Zimmermann allowed only two Mets to reach second base, and only one made it to third. That was his opponent on the mound, right-hander Chris Young, who led off the sixth with a double to left field and advanced to third on a groundout two batters later. Zimmermann downed the next three batters, stifling the biggest threat he faced all night.

"They have the best pitching in the league," Mets manager Terry Collins said of the Nats' rotation. "You've just got to continue to try to battle it out."

Young also had a fair outing, pitching six innings and allowing two runs on six hits. He struck out two Nats batters and walked one. But Zimmermann, whose ERA has fallen after each of his last six starts since reaching its season-high of 2.92 on June 16, appears to be growing stronger as the season stretches on.

"That's a big thing for me," Zimmermann said. "I want to finish the season strong, not just the first half. So far, so good. I want to keep getting stronger as the year goes on."

At 7-6, Zimmermann's record would normally suggest a poor season to date. But Zimmermann entered the game tied with Edwin Jackson as the Nats starter who receives the least run support per game (3.9). Thus, Zimmermann is better judged by his team-high 17 quality starts, including a stretch of nine straight dating back to June 5 against the Mets.

For the first five innings, it looked as though Zimmermann might endure another outing with insufficient run support. But the Nationals came alive in the sixth, as Bryce Harper squeaked out an infield single and scored two batters later when Adam LaRoche homered to left-center. LaRoche's 16th homer of the season put the Nats ahead, 2-0, a lead they never relinquished.

"We've been rough on [Zimmermann], we've had some opportunities a lot, and haven't got guys in," LaRoche said. "We go out and score two or three runs and we look up in the eighth inning, and we're winning the ballgame. It's just over and over, those guys are picking us up."

In the seventh, a pair of two-out singles put runners on first and second for Steve Lombardozzi. Playing at second base for the fourth straight game due to the infield shuffling required by Ian Desmond's left oblique strain, Lombardozzi notched an RBI double when he ripped 2-0 pitch from Mets reliever Miguel Batista off the right-field wall.
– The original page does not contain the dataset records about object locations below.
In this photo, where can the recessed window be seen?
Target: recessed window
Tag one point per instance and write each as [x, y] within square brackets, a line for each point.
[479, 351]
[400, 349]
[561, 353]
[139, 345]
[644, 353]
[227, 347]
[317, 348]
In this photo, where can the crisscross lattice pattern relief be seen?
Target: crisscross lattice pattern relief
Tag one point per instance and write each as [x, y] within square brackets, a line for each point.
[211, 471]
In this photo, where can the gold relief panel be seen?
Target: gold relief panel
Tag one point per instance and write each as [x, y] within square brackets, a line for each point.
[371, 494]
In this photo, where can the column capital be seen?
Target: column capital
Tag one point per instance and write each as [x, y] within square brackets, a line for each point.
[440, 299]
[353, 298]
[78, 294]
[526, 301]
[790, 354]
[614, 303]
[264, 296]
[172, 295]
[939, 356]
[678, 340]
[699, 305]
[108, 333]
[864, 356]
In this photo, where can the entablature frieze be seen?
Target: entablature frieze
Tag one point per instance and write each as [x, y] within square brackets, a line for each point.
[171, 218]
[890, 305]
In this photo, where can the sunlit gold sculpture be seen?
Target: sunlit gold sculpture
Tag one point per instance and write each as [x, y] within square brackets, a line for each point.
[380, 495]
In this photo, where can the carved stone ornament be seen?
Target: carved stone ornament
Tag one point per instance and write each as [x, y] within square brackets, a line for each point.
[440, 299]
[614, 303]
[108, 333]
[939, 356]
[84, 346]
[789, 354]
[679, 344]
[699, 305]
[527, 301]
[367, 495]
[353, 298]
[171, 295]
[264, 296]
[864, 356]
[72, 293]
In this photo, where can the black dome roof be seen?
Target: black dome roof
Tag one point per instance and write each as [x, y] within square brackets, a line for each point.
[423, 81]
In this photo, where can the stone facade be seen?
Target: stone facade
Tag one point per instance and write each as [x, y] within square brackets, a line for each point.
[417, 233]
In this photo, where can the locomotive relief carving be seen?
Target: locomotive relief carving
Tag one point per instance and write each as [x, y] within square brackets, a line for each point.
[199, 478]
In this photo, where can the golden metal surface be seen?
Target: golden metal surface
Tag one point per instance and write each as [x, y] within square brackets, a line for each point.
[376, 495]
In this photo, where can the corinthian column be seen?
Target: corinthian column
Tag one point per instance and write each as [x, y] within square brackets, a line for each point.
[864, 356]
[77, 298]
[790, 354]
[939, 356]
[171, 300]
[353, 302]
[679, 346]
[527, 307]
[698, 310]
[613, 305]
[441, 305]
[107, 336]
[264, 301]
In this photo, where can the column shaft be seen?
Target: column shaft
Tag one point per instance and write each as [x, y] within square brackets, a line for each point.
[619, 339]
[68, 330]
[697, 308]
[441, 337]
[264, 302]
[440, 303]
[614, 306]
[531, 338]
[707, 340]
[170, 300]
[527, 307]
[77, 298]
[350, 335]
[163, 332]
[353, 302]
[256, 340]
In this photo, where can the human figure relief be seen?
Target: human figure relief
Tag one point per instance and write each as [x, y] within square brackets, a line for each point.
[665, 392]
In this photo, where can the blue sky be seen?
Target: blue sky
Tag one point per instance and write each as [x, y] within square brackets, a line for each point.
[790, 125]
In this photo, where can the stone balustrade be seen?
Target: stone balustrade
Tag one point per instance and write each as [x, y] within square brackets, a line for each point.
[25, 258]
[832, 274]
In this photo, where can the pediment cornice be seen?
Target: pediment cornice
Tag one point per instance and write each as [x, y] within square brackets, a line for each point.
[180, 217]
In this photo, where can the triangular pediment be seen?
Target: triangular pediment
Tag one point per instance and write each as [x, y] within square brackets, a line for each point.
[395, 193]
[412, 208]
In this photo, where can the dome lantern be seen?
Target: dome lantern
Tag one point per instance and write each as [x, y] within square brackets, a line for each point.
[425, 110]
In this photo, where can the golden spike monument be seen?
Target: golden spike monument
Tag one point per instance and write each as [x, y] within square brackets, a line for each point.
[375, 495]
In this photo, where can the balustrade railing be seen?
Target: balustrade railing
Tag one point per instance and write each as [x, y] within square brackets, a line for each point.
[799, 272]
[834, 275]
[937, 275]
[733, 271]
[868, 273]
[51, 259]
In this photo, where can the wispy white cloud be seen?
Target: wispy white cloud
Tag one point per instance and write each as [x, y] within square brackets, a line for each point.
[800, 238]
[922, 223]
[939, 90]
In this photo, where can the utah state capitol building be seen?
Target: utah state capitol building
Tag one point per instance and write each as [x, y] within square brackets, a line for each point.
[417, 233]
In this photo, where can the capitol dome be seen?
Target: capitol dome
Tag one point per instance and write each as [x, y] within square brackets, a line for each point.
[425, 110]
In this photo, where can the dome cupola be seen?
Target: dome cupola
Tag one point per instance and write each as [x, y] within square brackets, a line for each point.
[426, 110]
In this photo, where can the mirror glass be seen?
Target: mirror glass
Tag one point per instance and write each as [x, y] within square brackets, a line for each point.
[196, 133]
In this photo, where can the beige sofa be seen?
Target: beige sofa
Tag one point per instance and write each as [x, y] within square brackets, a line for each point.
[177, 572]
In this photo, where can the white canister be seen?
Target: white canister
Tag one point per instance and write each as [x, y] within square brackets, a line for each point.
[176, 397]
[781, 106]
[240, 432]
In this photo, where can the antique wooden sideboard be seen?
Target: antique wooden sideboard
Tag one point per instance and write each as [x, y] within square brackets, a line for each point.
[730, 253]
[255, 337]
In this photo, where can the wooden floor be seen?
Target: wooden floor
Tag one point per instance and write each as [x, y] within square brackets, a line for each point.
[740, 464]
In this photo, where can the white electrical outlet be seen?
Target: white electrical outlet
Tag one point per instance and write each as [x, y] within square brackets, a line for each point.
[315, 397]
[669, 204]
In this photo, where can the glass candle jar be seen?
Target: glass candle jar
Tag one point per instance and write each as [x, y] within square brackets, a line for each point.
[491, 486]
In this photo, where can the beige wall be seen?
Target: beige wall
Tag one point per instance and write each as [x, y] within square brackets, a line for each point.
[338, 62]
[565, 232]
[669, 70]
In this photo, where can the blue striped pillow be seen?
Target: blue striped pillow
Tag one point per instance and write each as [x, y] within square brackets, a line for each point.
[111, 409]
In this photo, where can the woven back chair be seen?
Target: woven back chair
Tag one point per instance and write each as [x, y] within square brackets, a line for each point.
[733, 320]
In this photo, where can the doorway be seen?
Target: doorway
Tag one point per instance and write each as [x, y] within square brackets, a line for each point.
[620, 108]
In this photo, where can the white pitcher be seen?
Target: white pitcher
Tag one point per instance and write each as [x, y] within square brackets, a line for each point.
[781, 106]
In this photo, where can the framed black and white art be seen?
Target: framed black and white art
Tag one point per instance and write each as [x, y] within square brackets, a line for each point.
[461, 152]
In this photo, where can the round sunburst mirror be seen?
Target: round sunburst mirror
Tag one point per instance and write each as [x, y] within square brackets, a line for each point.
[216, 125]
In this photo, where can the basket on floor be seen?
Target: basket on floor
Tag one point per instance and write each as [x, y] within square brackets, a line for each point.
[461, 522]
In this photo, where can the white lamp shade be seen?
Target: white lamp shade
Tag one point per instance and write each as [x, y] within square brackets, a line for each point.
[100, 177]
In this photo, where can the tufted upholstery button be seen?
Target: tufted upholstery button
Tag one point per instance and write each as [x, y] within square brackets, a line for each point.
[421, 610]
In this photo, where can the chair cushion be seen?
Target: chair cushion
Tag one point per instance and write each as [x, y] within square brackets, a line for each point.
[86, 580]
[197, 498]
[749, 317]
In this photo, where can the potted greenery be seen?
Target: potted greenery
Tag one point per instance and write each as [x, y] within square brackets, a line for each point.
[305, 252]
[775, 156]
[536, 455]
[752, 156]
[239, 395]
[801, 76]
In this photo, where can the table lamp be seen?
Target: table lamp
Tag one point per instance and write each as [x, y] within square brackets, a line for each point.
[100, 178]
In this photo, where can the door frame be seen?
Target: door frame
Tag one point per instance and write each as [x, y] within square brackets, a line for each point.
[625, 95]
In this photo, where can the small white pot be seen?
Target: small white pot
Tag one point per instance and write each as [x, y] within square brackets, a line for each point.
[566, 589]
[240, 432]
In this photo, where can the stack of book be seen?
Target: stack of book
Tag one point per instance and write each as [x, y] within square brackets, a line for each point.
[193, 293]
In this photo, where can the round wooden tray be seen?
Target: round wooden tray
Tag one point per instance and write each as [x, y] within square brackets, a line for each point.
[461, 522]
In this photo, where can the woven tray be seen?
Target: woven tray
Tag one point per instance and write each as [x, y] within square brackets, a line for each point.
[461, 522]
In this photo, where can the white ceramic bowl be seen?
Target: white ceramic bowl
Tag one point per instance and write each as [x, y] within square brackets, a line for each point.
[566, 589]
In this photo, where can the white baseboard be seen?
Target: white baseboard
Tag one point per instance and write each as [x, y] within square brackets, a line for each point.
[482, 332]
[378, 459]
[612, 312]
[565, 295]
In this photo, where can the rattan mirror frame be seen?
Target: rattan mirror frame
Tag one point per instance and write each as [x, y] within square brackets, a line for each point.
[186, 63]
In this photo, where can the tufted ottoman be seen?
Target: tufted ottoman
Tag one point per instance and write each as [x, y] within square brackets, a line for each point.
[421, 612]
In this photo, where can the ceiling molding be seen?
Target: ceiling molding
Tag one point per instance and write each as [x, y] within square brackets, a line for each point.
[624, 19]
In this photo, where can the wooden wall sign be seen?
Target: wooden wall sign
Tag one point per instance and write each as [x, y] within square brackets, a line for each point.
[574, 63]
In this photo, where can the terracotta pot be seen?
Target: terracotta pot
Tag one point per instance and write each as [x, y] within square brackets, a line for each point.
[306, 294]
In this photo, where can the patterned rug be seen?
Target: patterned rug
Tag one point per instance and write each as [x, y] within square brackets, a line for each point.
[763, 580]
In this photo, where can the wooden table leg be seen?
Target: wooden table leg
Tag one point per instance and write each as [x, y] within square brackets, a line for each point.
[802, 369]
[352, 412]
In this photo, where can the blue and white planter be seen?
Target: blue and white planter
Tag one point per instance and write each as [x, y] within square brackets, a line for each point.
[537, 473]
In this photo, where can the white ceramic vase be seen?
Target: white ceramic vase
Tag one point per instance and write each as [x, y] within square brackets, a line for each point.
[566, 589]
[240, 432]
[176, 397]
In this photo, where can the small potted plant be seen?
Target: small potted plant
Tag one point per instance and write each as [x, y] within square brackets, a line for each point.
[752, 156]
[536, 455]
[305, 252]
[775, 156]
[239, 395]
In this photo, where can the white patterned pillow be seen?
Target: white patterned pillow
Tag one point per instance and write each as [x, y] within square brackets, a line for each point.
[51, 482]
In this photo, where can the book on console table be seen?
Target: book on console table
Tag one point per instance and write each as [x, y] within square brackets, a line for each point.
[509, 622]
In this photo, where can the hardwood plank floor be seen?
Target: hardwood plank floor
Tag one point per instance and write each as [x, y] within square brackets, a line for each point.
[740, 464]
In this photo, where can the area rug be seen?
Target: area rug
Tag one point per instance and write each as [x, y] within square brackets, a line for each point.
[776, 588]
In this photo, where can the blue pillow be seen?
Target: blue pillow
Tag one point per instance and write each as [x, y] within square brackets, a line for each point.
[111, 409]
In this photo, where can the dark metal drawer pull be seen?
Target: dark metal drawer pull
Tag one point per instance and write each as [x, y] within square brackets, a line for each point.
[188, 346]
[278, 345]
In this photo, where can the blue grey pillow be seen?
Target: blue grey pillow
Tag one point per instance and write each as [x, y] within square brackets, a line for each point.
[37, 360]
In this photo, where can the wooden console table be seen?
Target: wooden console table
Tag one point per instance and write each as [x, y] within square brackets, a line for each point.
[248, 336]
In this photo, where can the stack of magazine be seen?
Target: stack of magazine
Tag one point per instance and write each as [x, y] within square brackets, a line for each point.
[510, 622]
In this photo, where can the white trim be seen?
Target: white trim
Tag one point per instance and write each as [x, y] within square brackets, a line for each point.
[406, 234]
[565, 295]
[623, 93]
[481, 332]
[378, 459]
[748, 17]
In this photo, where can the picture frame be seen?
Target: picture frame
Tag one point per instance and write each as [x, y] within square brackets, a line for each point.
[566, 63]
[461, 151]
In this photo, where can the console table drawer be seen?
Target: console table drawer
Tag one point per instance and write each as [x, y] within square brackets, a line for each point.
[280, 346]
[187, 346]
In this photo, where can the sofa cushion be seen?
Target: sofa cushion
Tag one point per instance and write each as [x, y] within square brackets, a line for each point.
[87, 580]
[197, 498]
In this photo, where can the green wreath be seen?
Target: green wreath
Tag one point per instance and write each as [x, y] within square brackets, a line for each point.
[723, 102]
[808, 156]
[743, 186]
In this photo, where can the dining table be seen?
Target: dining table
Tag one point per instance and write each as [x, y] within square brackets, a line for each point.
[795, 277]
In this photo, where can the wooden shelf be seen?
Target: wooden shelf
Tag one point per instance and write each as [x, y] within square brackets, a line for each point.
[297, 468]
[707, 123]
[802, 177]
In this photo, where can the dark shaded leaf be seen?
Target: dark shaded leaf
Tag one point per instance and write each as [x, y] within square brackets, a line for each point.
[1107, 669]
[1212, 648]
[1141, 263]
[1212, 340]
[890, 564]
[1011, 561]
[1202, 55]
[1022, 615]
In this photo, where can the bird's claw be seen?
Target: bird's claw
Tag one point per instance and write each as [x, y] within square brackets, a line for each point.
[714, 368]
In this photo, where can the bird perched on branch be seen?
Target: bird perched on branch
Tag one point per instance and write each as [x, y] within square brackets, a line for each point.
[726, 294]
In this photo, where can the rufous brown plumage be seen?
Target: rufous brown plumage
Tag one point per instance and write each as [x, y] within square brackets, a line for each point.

Jesus Flores and Roger Bernadina both scored, giving the Nats two insurance runs that ultimately proved necessary.

Sean Burnett came on for the eighth and allowed only a one-out double. In the ninth, Tyler Clippard entered looking for redemption after blowing his first save Tuesday after taking over the closer's role in late May. But on his first pitch, a 93-mph fastball, David Wright launched a solo home run to right-center. Suddenly, a seemingly comfortable three-run lead had evaporated.

But Clippard's struggles weren't done, when after striking out the next two Mets, Jason Bay jumped on the first pitch he saw and drilled another four-seam fastball from Clippard off the left-field foul pole. The Nats' lead shrunk to 4-3, and though Clippard was able to keep it there, there might be some cause for concern. Drew Storen has been working to return from mid-April surgery to remove bone chips from his right elbow and could be activated from the disabled list as early as Thursday.

"[Clippard's] had a lot of work lately," Johnson said. "But his velocity is still up there. A couple pretty good hitters looking for a fastball, cheat, jump ... he got bushwhacked."

Nevertheless, another brilliant start from Zimmermann provided the Nats' bullpen some margin for error. In his second full season since undergoing Tommy John surgery, Zimmermann has emerged as perhaps the Nationals' most reliable, durable starter.

"I definitely feel stronger having another year after surgery," Zimmermann said. "Last year was hit or miss, how I was gonna feel. But so far this whole year, I've been feeling great. I haven't had any aches or pains so, knock on wood, it keeps going."